I always dreamt of being a teacher from a very young age, and this was triggered by my aunt who has always been my greatest source of inspiration. Her perseverance, hard work and discipline inspired me to pursue my dream of becoming a teacher. At the same time, I appreciated how she connected with the learners as if they were her own children.

My mother contributed greatly to the realisation of this dream because she started calling me ‘Juffrou’ from a very young age and made sure that it happened.

4. What do you enjoy most about teaching?

Everything about teaching touches my heart, from meeting new people from various cultures to being exposed to individuals from various backgrounds. What stands out for me mostly is the fact that God entrusted me with the responsibility of making a difference in someone's life and how children appreciate me.

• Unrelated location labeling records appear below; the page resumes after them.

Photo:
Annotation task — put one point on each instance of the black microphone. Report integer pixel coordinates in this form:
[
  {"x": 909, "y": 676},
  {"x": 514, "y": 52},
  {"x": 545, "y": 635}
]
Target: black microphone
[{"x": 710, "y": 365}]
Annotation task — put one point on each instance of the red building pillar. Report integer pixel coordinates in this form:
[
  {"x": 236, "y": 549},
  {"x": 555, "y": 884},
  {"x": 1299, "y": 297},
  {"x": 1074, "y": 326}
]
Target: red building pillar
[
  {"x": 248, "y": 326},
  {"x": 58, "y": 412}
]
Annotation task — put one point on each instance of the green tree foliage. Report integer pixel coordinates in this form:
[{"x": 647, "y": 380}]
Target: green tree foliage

5. What is a common misconception about teaching and teachers?

That they always know everything and have all the solutions. Teaching is, after all, a learning process, and instructors are constantly challenged to be active learners in that process. We learn through our relationships with learners. I always learn something new from them. I appreciate watching my students smile and knowing that we are concerned about their future generations. Another common misconception about teaching is that anyone can be a teacher. While this is not true, being a great teacher requires true leadership skills. You must be able to control your temper and be extremely enthusiastic about teaching. To summarise, time management is vital since it increases a person's self-discipline. Most importantly, people think we receive a low income but that’s not the case; we can afford food, water and a roof and that’s enough.

6. What is something you have learned during your teaching career?

I've discovered that one needs to multitask in a school setting. You have to be a psychologist as well as an event planner, among many other things.

I've also discovered that parents have a lot of faith in teachers since they do everything they can to make this young kid feel better and see that there is hope. To gain a better understanding of people from various socioeconomic and psychological backgrounds. A teacher's ability to perform better depends on their ability to comprehend a learner from various perspectives.

7. What would you have done if you weren't a teacher?

I would have liked to be a psychologist or social worker because I enjoy guiding people and making a positive difference in their lives. I enjoy deciphering human behaviour and assisting people with social and psychological challenges.

8. What country would you like to travel to one day?

I'd want to see Italy because it has always been music to my ears as I grew up. But I promised myself that it wouldn't happen unless I first explored Namibia.

9. What do you love most about being Namibian?

Namibia is a tranquil country, as well as a stunningly beautiful one. I love Namibia because it has freedom of speech and religion, it has very affordable modes of transportation, it has incredible diversity and natural beauty, and so much more.

10. Do you have a funny or strange incident that happened to you during class?

It happened when a student asked me a question in class that I couldn't answer. Instead, I presented the question to the students and instructed them to conduct research while I conducted my own research. There was also a time when a parent told me to take her child in because she was fed up with her child's behaviour, not realising that a child begins to be who she or he is at home, yet they are now really close.